L’Europe à l’heure japonaise ?

Patrimoine - Vieillissement de la population, excédents commerciaux, niveau élevé de l’épargne, taux d’intérêt faibles, etc., plusieurs signes pourraient laisser penser que la zone euro suit avec deux décennies de retard le chemin emprunté par le Japon. Néanmoins, des différences entre les deux zones économiques existent notamment sur la question de la dette publique et du retraitement de l’excès d’épargne.

Des démographies qui convergent mais avantage à l’Europe

Le Japon et l’Europe ont en commun une faible croissance démographique. Le Japon perd 300 000 habitants par an. Près de 35 % de la population aura plus de 60 ans. La population européenne devrait s’accroître à petit trot d’ici à 2040 avant de décliner. La demande intérieure reste beaucoup plus dynamique en Europe qu’au Japon du fait d’une démographie moins dégradée.

Des salaires insensibles au plein emploi

En période de plein emploi, les salaires sont censés augmenter du fait des goulets d’étranglement. Or, tel n’est pas le cas au Japon. Si en période de hausse du chômage, les salaires japonais baissent (-5 % en 2009 par rapport à 2008 pour le salaire nominal par tête avec un taux de chômage qui est passé de 3 à 6 %), quand la situation s’améliore, ceux-ci stagnent (le taux de chômage est revenu à 3 % depuis 2015 avec une progression nulle des salaires).

L’Europe suit le mouvement. La contraction du chômage qui est passé de 12 à 9 % de 2009 à 2017 ne s’accompagne pas de hausses de salaires. Leur évolution se situe entre 0 et 1 %. Même pour les pays européens qui sont en situation de plein emploi comme la République tchèque, l’Autriche ou les Pays-Bas, les salaires sont stables. La segmentation croissante du marché du travail, la concurrence des importations en provenance des pays émergents et le développement du travail indépendant (micro-entrepreneur, mini job, etc.) peuvent expliquer l’atonie des salaires.
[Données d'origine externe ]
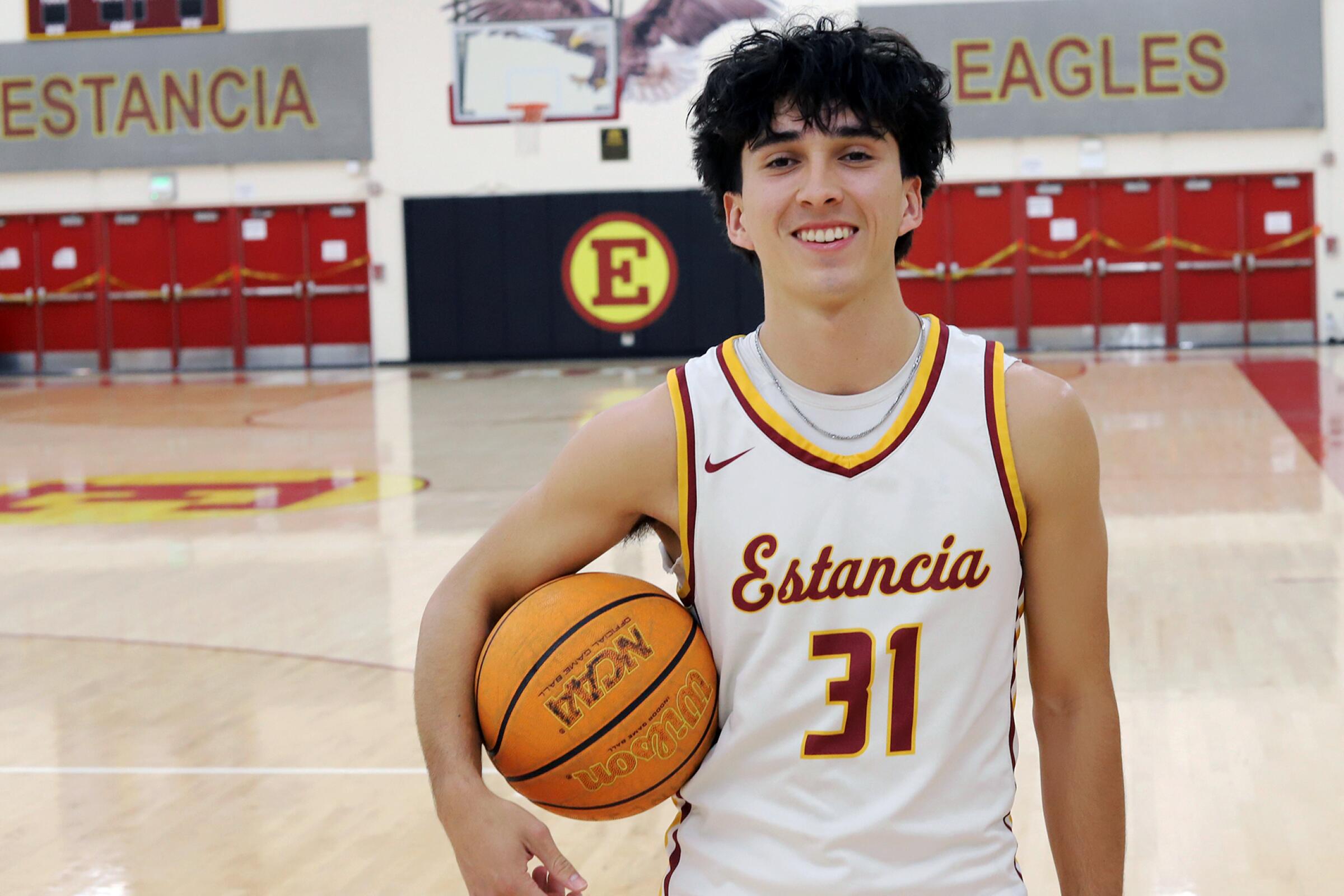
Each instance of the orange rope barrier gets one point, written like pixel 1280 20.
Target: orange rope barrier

La faible pression salariale limite les capacités de rebonds de l’inflation qui est donc de plus en plus déconnectée du taux de chômage. Ainsi, en zone euro, le taux de chômage évolue autour de 1 % depuis 2014 malgré une diminution du taux de chômage de trois points. Au Japon, le Gouvernement et la banque centrale se battent depuis plus de 20 ans contre la déflation qui perdure malgré le plein emploi.

Des excédents commerciaux de part et d’autre

Les deux régions économiques se caractérisent par de forts excédents commerciaux. La balance courante dégage un excédent de près de 4 % du PIB au sein de la zone euro et de 4,5 % du PIB au Japon. Pour relancer leur économie, zone euro et Japon ont directement ou indirectement pu compter sur la dépréciation de leur monnaie. Certes, la zone euro n’est pas homogène, les excédents trouvant leurs sources en Europe du Nord, en Allemagne et en République tchèque. Ces excédents commerciaux nourrissent l’épargne qui s’investit dans des produits sans risque.
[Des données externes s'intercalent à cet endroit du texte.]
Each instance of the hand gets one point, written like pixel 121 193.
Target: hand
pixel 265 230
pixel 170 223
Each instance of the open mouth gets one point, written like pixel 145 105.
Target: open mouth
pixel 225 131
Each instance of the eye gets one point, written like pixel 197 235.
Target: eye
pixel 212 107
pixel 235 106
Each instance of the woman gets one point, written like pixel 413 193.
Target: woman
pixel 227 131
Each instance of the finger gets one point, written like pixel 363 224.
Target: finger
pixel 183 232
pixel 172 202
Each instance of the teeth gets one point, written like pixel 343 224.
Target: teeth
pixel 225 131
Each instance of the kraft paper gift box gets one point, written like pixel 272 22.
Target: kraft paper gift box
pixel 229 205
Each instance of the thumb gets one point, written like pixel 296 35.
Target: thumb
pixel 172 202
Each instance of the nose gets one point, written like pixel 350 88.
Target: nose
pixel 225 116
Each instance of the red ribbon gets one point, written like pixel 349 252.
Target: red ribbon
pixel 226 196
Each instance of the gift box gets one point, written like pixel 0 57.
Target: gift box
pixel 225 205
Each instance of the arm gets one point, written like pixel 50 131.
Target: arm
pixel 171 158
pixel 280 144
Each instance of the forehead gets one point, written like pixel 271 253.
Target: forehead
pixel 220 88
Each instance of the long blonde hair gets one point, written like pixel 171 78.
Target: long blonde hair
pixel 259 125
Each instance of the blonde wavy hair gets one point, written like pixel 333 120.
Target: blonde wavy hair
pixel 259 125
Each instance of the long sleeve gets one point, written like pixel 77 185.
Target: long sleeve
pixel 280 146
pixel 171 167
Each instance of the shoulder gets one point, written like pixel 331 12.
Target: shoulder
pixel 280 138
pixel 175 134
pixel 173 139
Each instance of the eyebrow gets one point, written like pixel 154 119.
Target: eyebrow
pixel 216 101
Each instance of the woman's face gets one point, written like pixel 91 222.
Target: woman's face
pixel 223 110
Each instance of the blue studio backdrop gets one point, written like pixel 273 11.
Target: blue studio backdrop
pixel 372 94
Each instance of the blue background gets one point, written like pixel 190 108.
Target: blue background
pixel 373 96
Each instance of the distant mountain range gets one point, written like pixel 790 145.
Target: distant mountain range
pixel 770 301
Des dettes à foison, des similitudes mais aussi des différences

La dette publique et privée du Japon atteint près de 400 % du PIB. Elle a augmenté de près de 100 % du PIB depuis la crise de 2008. Cette hausse est imputable en grande partie à la dette publique, celle des ménages et des entreprises ayant tendance à baisser. Pour la zone euro, la hausse est moins forte. La dette totale est, en effet, passé de 220 à 255 % du PIB. Les dettes publique et privée ont augmenté au même rythme de 2008 à 2015 avant d’entamer une légère baisse.

Depuis 2002, le taux des obligations d’État japonais est inférieur à 2 %. Il est voisin de zéro depuis 2015. En Europe, les taux sont passés de 6 à 1 % en moyenne au sein de la zone euro de 2008 à 2017 avec un point bas en 2016 à moins de 1 %. Au Japon comme en zone euro, le taux directeur des banques centrales est nul.

Une différence en matière de partage des revenus

Le partage de la valeur ajoutée s’effectue au détriment des salariés au Japon. Les gains de productivité y sont redistribués au capital quand, en Europe, les salariés en captent une grande partie. Les profits après taxes, intérêts et dividendes représentent 15 % du PIB au Japon contre 13 % au sein de la zone euro. Ce partage au détriment des salariés pèse sur la demande intérieure et freine donc la croissance. L’Europe et le Japon ont indéniablement des points communs, néanmoins, l’Europe se différencie sur le plan du partage du profit et sur le mode de financement de la dette publique qui est plus internationalisée qu’au Japon. Par ailleurs, sa population continue de progresser avec un solde migratoire positif. Si les politiques monétaires sont voisines, les pratiques budgétaires diffèrent. Sous l’influence de l’Allemagne, les États européens ont, ces dernières années, réduit leurs déficits publics et ont même réussi à stabiliser le poids de la dette publique.